Australian construction activity contracted in January for the 20th consecutive month, however the rate of decline is slowing according to the latest Australian Industry Group Australian Performance of Construction Index (Australian PCI).

Put together in conjunction with the Housing Industry Association, the seasonally adjusted index fell by 1.2 points to 39.8 in January - readings below 50 indicate a contraction in activity.

Activity was particularly subdued in the commercial (30.4) and apartment building (34.6) sectors. However, the pace of decline eased in the house building sector (41.1) with businesses citing the interest rate cuts in November and December of last year as helping to support an improvement in customer enquiries and activity.

Despite a negative activity reading in the month, engineering construction (47.8) remained the best performing sector.

Businesses mainly attributed the on-going weakness in the industry to tight credit conditions, a lack of new tender opportunities and strong competition for existing work.

Australian Industry Group director public policy, Peter Burn, said: "Commercial and residential construction continued to drag on the overall construction sector in January. Engineering construction remains distinctly stronger than the rest of the sector due in large part to resource-related projects.

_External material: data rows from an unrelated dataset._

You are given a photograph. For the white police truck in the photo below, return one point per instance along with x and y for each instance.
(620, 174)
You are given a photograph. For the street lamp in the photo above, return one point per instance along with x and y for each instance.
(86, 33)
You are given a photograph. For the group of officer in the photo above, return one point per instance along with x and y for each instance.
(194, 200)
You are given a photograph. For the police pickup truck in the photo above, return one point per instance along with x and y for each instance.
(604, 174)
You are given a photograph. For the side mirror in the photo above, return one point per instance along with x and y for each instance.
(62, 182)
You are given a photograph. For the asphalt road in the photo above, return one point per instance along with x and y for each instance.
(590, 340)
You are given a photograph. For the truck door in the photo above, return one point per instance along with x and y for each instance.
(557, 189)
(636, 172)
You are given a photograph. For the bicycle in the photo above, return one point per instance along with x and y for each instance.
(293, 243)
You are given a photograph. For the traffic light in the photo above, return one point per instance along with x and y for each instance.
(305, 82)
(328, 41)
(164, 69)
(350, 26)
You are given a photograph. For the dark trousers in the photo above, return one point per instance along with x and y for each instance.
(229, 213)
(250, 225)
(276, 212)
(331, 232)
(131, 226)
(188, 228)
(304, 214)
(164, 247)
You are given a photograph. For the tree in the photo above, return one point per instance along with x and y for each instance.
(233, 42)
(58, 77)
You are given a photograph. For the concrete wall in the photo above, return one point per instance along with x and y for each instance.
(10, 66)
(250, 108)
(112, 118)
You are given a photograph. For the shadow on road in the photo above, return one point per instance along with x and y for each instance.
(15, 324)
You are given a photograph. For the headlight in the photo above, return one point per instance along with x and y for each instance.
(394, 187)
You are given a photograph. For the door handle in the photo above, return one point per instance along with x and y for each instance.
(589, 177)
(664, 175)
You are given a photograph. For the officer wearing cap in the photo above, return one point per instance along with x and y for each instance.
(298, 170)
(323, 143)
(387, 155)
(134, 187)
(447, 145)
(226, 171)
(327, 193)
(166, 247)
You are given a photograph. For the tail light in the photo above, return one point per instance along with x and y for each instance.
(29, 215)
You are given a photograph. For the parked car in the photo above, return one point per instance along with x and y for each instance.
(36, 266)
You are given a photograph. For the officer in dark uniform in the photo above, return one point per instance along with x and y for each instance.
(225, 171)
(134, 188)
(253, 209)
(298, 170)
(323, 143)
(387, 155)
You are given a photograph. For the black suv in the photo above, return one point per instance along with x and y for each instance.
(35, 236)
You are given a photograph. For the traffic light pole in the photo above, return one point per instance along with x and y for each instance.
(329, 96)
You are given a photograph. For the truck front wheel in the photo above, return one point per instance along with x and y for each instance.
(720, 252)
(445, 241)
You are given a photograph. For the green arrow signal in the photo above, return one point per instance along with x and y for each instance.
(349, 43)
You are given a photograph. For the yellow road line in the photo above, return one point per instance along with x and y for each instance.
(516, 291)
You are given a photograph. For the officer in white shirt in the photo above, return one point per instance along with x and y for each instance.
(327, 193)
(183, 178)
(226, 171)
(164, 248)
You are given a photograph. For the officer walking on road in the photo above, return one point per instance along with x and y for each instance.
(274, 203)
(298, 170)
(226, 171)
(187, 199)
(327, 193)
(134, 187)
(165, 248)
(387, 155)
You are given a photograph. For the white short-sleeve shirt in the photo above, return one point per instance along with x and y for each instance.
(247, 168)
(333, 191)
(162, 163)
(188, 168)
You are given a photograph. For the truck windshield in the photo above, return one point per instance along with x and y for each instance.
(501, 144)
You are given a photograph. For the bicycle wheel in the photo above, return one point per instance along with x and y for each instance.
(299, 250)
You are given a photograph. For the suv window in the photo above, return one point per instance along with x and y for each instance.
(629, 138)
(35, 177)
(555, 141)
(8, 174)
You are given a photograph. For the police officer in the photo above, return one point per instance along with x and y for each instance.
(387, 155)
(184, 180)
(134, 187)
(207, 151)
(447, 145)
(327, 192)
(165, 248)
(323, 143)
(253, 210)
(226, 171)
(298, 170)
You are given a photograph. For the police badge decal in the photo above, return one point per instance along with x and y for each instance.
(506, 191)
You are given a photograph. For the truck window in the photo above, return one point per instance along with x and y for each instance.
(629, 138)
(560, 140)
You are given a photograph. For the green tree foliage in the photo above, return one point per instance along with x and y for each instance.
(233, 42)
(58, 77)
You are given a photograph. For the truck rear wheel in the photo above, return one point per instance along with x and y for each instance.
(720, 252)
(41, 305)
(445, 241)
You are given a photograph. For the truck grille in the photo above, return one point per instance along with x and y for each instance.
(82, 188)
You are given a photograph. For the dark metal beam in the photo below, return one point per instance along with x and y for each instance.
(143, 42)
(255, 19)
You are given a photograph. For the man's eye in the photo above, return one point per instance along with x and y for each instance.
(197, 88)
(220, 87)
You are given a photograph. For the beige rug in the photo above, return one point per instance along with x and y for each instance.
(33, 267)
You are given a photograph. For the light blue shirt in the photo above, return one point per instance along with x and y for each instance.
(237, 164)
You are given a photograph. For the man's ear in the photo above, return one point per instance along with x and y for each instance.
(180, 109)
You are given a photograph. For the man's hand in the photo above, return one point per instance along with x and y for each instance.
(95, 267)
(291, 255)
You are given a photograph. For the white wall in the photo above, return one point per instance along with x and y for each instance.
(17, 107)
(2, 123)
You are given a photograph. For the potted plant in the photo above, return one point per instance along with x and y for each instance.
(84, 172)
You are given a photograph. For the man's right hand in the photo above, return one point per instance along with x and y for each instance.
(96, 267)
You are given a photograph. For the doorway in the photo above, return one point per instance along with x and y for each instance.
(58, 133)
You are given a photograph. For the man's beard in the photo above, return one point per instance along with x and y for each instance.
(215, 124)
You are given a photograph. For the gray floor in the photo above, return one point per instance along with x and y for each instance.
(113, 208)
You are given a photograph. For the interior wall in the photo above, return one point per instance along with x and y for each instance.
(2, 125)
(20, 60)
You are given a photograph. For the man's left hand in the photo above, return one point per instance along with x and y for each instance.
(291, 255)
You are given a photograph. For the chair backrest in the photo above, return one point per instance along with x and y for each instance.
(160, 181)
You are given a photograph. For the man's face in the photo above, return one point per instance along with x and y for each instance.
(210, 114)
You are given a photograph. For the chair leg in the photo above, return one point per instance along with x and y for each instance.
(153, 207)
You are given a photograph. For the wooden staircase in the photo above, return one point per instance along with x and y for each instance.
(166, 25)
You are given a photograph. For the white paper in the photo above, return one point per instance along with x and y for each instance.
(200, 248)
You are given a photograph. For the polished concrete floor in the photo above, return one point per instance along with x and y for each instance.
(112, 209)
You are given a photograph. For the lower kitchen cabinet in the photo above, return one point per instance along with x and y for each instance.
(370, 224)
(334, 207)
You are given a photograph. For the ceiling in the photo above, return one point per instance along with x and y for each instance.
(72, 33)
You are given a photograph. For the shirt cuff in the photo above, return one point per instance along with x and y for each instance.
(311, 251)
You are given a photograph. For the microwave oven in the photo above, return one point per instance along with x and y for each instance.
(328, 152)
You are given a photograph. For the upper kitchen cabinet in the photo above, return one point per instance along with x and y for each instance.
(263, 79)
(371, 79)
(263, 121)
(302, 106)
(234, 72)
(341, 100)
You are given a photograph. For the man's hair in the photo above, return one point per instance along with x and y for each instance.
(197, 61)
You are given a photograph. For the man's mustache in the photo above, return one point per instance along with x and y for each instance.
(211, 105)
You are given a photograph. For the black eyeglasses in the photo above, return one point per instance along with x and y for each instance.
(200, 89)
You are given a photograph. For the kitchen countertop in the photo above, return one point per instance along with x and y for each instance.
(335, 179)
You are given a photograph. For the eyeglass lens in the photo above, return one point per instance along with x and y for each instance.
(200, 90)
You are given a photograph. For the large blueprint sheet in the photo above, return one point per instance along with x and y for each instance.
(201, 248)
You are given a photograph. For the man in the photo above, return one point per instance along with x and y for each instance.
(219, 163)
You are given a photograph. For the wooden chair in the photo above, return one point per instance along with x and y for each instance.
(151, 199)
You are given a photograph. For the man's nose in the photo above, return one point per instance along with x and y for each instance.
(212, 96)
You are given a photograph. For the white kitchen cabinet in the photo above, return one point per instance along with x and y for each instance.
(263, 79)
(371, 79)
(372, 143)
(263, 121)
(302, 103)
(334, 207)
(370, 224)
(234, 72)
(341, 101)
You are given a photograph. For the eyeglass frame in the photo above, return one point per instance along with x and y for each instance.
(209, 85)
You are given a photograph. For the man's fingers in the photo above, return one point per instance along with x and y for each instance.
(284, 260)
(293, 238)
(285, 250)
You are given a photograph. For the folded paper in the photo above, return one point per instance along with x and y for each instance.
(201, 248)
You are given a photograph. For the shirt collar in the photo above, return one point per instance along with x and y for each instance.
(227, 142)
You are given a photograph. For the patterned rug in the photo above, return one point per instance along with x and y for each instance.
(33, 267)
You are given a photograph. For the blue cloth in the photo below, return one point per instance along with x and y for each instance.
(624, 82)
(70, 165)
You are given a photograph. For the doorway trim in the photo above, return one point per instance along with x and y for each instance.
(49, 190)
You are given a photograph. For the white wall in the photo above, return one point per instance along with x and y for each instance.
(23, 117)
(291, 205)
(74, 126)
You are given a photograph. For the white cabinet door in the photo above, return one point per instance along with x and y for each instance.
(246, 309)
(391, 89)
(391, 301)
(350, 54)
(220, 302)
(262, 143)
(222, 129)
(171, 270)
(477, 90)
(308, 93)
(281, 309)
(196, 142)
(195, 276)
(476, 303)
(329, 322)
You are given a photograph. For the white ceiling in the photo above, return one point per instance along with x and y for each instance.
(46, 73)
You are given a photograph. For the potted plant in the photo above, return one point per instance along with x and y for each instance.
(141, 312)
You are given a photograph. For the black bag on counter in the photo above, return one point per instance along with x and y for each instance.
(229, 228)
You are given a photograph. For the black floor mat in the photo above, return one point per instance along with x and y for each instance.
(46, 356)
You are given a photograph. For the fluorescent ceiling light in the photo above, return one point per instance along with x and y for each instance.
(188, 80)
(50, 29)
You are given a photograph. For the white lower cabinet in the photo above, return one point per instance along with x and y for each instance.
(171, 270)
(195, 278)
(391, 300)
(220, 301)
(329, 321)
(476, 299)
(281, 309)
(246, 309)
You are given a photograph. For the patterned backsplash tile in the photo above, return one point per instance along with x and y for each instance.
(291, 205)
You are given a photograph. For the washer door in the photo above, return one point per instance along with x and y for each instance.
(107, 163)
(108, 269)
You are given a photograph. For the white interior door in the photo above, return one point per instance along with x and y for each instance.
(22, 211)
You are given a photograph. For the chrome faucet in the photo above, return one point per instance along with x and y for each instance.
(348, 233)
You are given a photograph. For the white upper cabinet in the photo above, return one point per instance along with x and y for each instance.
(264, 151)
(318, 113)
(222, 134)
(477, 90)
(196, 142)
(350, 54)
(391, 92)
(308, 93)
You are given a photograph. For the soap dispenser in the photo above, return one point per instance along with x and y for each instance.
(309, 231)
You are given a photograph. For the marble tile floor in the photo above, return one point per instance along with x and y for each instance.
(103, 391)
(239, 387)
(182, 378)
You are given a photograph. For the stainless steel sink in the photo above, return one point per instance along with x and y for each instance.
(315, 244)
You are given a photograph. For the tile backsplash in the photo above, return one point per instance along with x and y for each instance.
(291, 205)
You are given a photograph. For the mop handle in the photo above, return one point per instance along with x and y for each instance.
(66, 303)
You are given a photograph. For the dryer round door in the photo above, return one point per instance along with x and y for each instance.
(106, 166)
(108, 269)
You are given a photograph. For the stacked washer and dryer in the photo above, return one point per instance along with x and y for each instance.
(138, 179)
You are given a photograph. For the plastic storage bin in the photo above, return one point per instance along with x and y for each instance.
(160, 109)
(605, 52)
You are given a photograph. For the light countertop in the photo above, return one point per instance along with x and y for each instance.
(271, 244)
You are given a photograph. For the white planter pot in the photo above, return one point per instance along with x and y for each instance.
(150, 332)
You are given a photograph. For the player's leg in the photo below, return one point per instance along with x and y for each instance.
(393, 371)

"While the rest of the industry remains well and truly in negative territory, the interest rate reductions towards the end of last year appear to have helped reverse the accelerating falls in new orders for residential construction with the new orders sub-index for house building rising again in January following solid improvements since last September," Dr Burn said.

Housing Industry Association Chief Economist, Harley Dale, said: "It is encouraging to see an easing in the pace of decline for house building, vindicating the two interest rate cuts at the end of last year, but also justifying the case for further reductions given that the house building sub-index has still been contracting for over eighteen months.

"Tight credit conditions being cited yet again as a primary driver of what is an entrenched contraction in the Australian PCI represents just one reality bite as to why it will take more than just monetary policy easing to set the residential and commercial construction sectors back on a sustainable recovery path," Dr Dale said.